Journal of International Advanced Otology | 2016
Sait Karaca; Oguz Basut; Uygar Demir; Omer Afsin Ozmen; Fikret Kasapoglu; Hakan Coskun
OBJECTIVE Various types of laser, microdrill, and perforator are effectively used in the surgical treatment of otosclerosis. However, they have certain disadvantages along with advantages. The aim of this study was to evaluate the effects of carbon dioxide (CO2) laser and perforator stapedotomy techniques on audiological outcomes and postoperative vestibular functions via videonystagmography (VNG). MATERIALS AND METHODS This prospective and randomized clinical study was conducted in an academic tertiary medical center. Sixty-nine patients diagnosed with otosclerosis who underwent stapedotomy were enrolled in this study. Patients were divided into two groups based on the technique used in stapedotomy: CO2 laser and perforator. Postoperative hearing gain and VNG findings were the main outcome measures. Subsequently, the two study groups were compared for analysis. RESULTS The preoperative air-bone gap was 32.7±8.9 decibel (dB) in the study population and it was improved to 12.9±8.4 dB after operation.

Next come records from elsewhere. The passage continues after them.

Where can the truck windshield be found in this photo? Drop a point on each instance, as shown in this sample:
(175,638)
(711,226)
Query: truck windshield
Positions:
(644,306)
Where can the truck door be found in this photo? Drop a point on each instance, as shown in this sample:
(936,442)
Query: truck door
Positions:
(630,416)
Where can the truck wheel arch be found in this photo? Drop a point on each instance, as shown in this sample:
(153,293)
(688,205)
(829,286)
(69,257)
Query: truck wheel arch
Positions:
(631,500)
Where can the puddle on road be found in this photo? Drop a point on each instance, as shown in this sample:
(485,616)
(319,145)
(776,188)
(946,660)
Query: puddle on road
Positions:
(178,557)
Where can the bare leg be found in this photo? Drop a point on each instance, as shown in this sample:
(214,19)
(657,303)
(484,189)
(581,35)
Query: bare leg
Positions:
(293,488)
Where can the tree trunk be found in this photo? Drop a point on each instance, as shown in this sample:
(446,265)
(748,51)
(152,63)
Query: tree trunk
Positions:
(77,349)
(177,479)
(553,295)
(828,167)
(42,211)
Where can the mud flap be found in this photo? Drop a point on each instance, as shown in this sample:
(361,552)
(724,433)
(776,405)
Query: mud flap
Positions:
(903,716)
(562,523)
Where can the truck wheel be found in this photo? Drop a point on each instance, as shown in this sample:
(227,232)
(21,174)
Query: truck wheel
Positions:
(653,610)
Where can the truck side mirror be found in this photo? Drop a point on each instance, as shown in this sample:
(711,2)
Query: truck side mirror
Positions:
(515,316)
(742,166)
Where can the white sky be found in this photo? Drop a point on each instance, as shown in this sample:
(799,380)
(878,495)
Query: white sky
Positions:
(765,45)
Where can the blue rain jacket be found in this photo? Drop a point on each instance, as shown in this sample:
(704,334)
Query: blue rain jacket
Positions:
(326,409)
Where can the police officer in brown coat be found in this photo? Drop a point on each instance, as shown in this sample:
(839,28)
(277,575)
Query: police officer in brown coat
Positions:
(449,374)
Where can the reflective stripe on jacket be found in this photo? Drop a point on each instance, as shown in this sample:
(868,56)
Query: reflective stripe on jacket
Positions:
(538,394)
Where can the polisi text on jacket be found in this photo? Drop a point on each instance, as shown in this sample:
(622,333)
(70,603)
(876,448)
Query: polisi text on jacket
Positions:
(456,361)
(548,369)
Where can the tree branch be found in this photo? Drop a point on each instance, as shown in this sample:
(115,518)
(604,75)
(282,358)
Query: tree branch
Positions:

There were no differences in VNG findings and vertigo symptoms between the laser and perforator groups at postoperative day 2. There was no significant gain difference regarding the air conduction, bone conduction, and air-bone gap between the two groups (p=0.294, p=0.57, and p=0.37, respectively). CONCLUSION Both CO2 laser and perforator stapedotomy have successful audiological outcomes with no difference in postoperative vestibular disturbance.